Search code examples
c++algorithmrustbit-manipulationmicro-optimization

Is there a faster algorithm for max(ctz(x), ctz(y))?


For min(ctz(x), ctz(y)), we can use ctz(x | y) to gain better performance. But what about max(ctz(x), ctz(y))?

ctz represents "count trailing zeros".

C++ version (Compiler Explorer)

#include <algorithm>
#include <bit>
#include <cstdint>

int32_t test2(uint64_t x, uint64_t y) {
    return std::max(std::countr_zero(x), std::countr_zero(y));
}

Rust version (Compiler Explorer)

pub fn test2(x: u64, y: u64) -> u32 {
    x.trailing_zeros().max(y.trailing_zeros())
}

Solution

  • These are equivalent:

    • max(ctz(a),ctz(b))
    • ctz((a|-a)&(b|-b))
    • ctz(a)+ctz(b)-ctz(a|b)

    The math-identity ctz(a)+ctz(b)-ctz(a|b) requires 6 CPU instructions, parallelizable to 3 steps on a 3-way superscalar CPU:

    • 3× ctz
    • 1× bitwise-or
    • 1× addition
    • 1× subtraction

    The bit-mashing ctz((a|-a)&(b|-b)) requires 6 CPU instructions, parallelizable to 4 steps on a 2-way superscalar CPU:

    • 2× negation
    • 2× bitwise-or
    • 1× bitwize-and
    • 1× ctz

    The naïve max(ctz(a),ctz(b)) requires 5 CPU instructions, parallelizable to 4 steps on a 2-way superscalar CPU:

    • 2× ctz
    • 1× comparison
    • 1× conditional branch
    • 1× load/move (so that the "output" is always in the same register)
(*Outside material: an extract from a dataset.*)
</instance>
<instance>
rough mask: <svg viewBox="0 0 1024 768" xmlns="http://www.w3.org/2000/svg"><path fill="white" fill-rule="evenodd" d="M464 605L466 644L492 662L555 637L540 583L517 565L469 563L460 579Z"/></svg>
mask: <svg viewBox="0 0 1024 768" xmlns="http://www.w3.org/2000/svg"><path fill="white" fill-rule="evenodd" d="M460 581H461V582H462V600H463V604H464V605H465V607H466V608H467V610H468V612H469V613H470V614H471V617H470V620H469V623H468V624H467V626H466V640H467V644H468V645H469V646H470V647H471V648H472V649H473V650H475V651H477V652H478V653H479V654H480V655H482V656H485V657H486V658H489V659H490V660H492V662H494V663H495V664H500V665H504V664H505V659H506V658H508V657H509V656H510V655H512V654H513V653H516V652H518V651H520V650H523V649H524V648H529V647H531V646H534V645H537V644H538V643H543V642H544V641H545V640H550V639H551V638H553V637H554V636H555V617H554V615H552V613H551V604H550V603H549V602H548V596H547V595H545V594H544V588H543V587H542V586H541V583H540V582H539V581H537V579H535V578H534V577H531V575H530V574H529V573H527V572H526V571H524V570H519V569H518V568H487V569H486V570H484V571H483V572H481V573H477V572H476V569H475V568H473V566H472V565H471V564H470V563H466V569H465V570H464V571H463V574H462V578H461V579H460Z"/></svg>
    ... but note that branch instructions can be very expensive.

    If your CPU has a conditional load/move instruction, this reduces to 4 CPU instructions taking 3 super-scalar steps.

    If your CPU has a max instruction (e.g. SSE4), this reduces to 3 CPU instructions taking 2 super-scalar steps.

    All that said, the opportunities for super-scalar operation depend on which instructions you're trying to put against each other. Typically you get the most by putting different instructions in parallel, since they use different parts of the CPU (all at once). Typically there will be more "add" and "bitwise or" units than "ctz" units, so doing multiple ctz instructions may actually be the limiting factor, especially for the "math-identity" version.

    If "compare and branch" is too expensive, you can make a non-branching "max" in 4 CPU instructions. Assuming A and B are positive integers:

    1. C = A-B
    2. subtract the previous carry, plus D, from D itself (D is now either 0 or -1, regardless of whatever value it previously held)
    3. C &= D (C is now min(0, A-B))
    4. A -= C (A' is now max(A,B))